FIG. 6 is a flowchart outlining an example operation of a virtual environment personalization engine of an AETA computing system in accordance with one illustrative embodiment. The operation outlined in FIG. 6 may be implemented, for example, as part of operations 420-422 of FIG. 4, for example. As shown in FIG. 6, the operation starts by receiving the predicted emotion(s) of the user given the emotion data and stimuli context data from the virtual environment (step 610). Desired emotions(s) for the location of the user's avatar in the virtual environment are determined (step 612). The predicted and desired emotions are compared to determine any discrepancies, if any (step 614). If there is a discrepancy, a search of the user's emotion/stimuli ontology is performed for stimuli contexts that elicit the desired emotion(s) (step 616). For the subset of stimuli contexts found from the search, the characteristics of the stimuli contexts are compared with the stimuli context of virtual environment (step 618).
A closest match for is selected for selecting an environment theme/environment modification to be made to the virtual environment to elicit the desired emotional state from the user (step 620). A corresponding selected theme/environment modification is generated and sent to a virtual environment provider system (step 622). The virtual environment provider systems modify the virtual environment for the user avatar based on the selected theme/modifications (step 624). The operation then terminates.

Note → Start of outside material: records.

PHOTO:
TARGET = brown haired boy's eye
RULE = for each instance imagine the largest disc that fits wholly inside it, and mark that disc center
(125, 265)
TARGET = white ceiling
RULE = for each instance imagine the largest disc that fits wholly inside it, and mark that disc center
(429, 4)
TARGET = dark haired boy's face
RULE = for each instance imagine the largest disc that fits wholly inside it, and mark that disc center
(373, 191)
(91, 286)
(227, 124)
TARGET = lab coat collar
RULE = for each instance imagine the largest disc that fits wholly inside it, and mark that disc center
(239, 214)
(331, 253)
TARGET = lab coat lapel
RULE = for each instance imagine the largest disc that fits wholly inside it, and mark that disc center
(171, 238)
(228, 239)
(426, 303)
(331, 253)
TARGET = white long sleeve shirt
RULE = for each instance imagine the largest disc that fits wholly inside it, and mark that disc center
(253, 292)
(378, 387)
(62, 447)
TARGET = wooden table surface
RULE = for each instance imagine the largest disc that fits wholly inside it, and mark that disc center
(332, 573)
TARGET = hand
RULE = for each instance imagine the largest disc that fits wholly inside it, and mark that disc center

While the above description provides an overview of software, hardware, and the configuration of such software, hardware, and such to implement various “engines”, it should be appreciated that any references to generic computing hardware is intended to refer to merely the hardware itself in cases where the hardware is not modified. However, even if, in some embodiments, generic computing hardware is used as a basis, the invention is not in the generic computing hardware, but rather the specifically configured software and hardware mechanisms that, only through such specific configuration, permit the described inventive computer tool functionalities to be realized. That is, for a computing tool to provide improved or inventive computing tool functionality, the computing tool relies on a combination of hardware and software that together define the improved computing tool functionality, unless new hardware is specifically described that hard wires this specific configuration into a new arrangement of circuitry. Hence, even in embodiments where the “engines” are implemented in software executing on computer hardware which configures that computer hardware to perform the particular improved computing tool functionalities of the embodiment, the embodiment is describing an improved computer functionality and improved computing tool and not an abstract idea for which computers are merely used as a tool. The embodiments described herein are not directed to any abstract idea of the invention, but rather to a practical application of an improved computing tool and improved computing tool functionality.
The description of the present invention has been presented for purposes of illustration and description, and is not intended to be exhaustive or limited to the invention in the form disclosed. Many modifications and variations will be apparent to those of ordinary skill in the art without departing from the scope and spirit of the described embodiments. The embodiment was chosen and described in order to best explain the principles of the invention, the practical application, and to enable others of ordinary skill in the art to understand the invention for various embodiments with various modifications as are suited to the particular use contemplated. The terminology used herein was chosen to best explain the principles of the embodiments, the practical application or technical improvement over technologies found in the marketplace, or to enable others of ordinary skill in the art to understand the embodiments disclosed herein.